Today we took a break from travelling.  Given the fact that this is a long weekend, we felt maybe it would be a good idea to remain where we are in case we couldn’t find another campsite for tonight. I forgot to mention in my last post that we are at the Driftwood RV Park, in Port of Brookings Harbor, Oregon. It just happens that this weekend, Labor Day Weekend, is the Annual Slam’n Salmon Ocean Derby here. There were craft vendors and food vendors set up along the boardwalk, and lots of boats in the harbour. We strolled through the crowds this morning and enjoyed a bowl of clam chowder at one of the restaurants. I found some time to catch up on the blogging before we got out the bicycles and rode back to the harbour for the Salmon BBQ and the Derby awards.  The largest salmon catch of the weekend was 36 lbs – wouldn’t that be fun to reel in!

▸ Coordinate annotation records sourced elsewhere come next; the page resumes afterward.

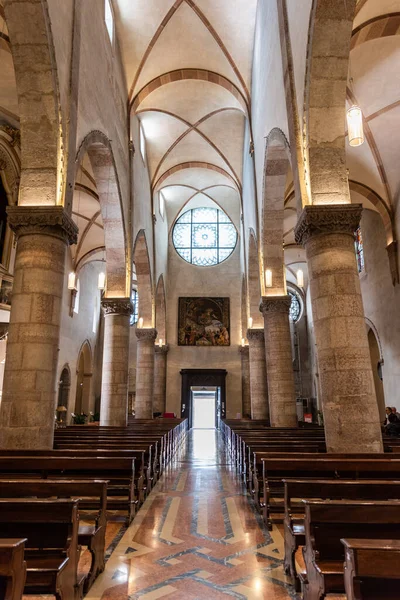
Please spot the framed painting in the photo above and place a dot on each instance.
(204, 322)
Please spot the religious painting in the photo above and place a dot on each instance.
(203, 322)
(5, 291)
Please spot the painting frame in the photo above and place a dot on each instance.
(204, 321)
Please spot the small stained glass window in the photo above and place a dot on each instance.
(135, 302)
(204, 236)
(359, 250)
(295, 307)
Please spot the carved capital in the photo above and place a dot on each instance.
(47, 220)
(275, 304)
(117, 306)
(255, 335)
(149, 334)
(162, 350)
(327, 219)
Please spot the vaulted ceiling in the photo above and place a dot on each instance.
(188, 66)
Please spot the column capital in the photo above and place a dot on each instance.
(117, 306)
(47, 220)
(326, 219)
(255, 335)
(146, 333)
(163, 350)
(275, 304)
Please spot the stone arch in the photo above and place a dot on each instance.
(161, 309)
(84, 373)
(36, 78)
(276, 168)
(325, 99)
(144, 281)
(253, 285)
(98, 147)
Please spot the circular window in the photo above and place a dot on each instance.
(204, 236)
(295, 307)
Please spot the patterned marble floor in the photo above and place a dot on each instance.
(196, 537)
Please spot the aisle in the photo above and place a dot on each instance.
(196, 537)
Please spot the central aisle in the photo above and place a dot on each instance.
(196, 537)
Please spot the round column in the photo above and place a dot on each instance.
(246, 401)
(145, 373)
(160, 378)
(29, 391)
(258, 374)
(278, 354)
(114, 382)
(348, 397)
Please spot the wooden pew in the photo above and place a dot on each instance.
(372, 569)
(51, 547)
(12, 568)
(295, 489)
(326, 523)
(91, 493)
(120, 472)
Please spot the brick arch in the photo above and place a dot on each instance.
(36, 78)
(276, 168)
(98, 147)
(253, 281)
(325, 99)
(141, 259)
(161, 309)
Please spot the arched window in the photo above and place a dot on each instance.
(204, 236)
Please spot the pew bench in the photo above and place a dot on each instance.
(372, 569)
(12, 568)
(339, 489)
(51, 548)
(329, 521)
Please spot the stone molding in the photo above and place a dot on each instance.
(275, 304)
(46, 220)
(117, 306)
(149, 334)
(163, 350)
(327, 219)
(255, 335)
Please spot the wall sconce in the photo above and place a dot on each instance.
(72, 281)
(300, 278)
(355, 126)
(101, 282)
(268, 278)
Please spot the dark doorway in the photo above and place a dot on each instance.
(198, 379)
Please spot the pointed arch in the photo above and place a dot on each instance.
(144, 280)
(98, 147)
(161, 309)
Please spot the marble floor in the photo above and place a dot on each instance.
(197, 536)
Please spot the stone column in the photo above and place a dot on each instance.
(145, 373)
(246, 400)
(258, 374)
(114, 382)
(30, 375)
(160, 378)
(278, 354)
(349, 403)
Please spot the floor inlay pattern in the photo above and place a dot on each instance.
(196, 537)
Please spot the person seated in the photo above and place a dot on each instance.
(393, 427)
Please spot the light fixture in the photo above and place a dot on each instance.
(72, 280)
(300, 278)
(101, 282)
(355, 126)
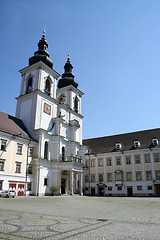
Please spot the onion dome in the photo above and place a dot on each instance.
(41, 54)
(67, 77)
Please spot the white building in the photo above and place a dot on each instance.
(124, 165)
(53, 119)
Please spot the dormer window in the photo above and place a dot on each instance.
(118, 146)
(29, 86)
(136, 144)
(155, 142)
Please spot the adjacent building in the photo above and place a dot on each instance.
(124, 165)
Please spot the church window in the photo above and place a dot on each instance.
(46, 150)
(3, 145)
(76, 104)
(45, 181)
(48, 87)
(63, 153)
(29, 86)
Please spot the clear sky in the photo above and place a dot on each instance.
(114, 48)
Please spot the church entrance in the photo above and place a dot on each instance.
(63, 191)
(129, 191)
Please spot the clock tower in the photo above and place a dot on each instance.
(53, 118)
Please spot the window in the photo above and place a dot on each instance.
(148, 175)
(100, 162)
(147, 158)
(3, 145)
(136, 144)
(109, 162)
(45, 181)
(76, 104)
(138, 176)
(139, 188)
(119, 176)
(19, 149)
(118, 146)
(63, 153)
(48, 87)
(29, 186)
(149, 188)
(118, 161)
(137, 159)
(87, 163)
(101, 177)
(29, 86)
(86, 178)
(92, 163)
(1, 165)
(92, 177)
(157, 174)
(30, 152)
(46, 150)
(109, 177)
(155, 142)
(18, 167)
(128, 176)
(1, 183)
(29, 169)
(128, 160)
(156, 157)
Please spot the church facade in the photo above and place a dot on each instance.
(42, 146)
(53, 122)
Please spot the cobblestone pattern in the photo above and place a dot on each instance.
(17, 222)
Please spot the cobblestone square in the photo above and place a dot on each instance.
(76, 217)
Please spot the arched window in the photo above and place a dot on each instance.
(76, 104)
(63, 153)
(48, 87)
(46, 150)
(29, 86)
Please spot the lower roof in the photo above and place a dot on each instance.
(14, 126)
(107, 144)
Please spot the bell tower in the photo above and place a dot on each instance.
(37, 103)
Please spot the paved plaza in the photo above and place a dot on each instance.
(76, 217)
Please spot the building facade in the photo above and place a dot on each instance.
(42, 146)
(123, 165)
(53, 118)
(16, 156)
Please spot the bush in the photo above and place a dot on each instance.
(53, 189)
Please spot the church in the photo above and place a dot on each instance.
(42, 145)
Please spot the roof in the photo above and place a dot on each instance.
(107, 144)
(13, 125)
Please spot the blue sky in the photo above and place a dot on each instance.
(115, 51)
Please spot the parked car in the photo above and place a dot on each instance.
(8, 193)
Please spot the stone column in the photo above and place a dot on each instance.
(81, 184)
(71, 183)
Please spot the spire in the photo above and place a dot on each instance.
(67, 77)
(42, 54)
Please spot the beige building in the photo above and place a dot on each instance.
(126, 164)
(16, 155)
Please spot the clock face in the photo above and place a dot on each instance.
(47, 108)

The barbecued salmon was delicious and the corn that accompanied it was sweet and juicy.  At the end of the day, trays of left-over salmon were being offered for sale, all marinated and cooked. What a nice addition that would be to our now nearly empty freezer, but we didn’t think we’d have enough room. A woman overheard us asking if we could buy half a tray, and she offered to share one with us. We heard her whole life story before the negotiation was completed, but she even delivered our share to the motor home, since we had no way of carrying it on the bicycles! What a friendly town.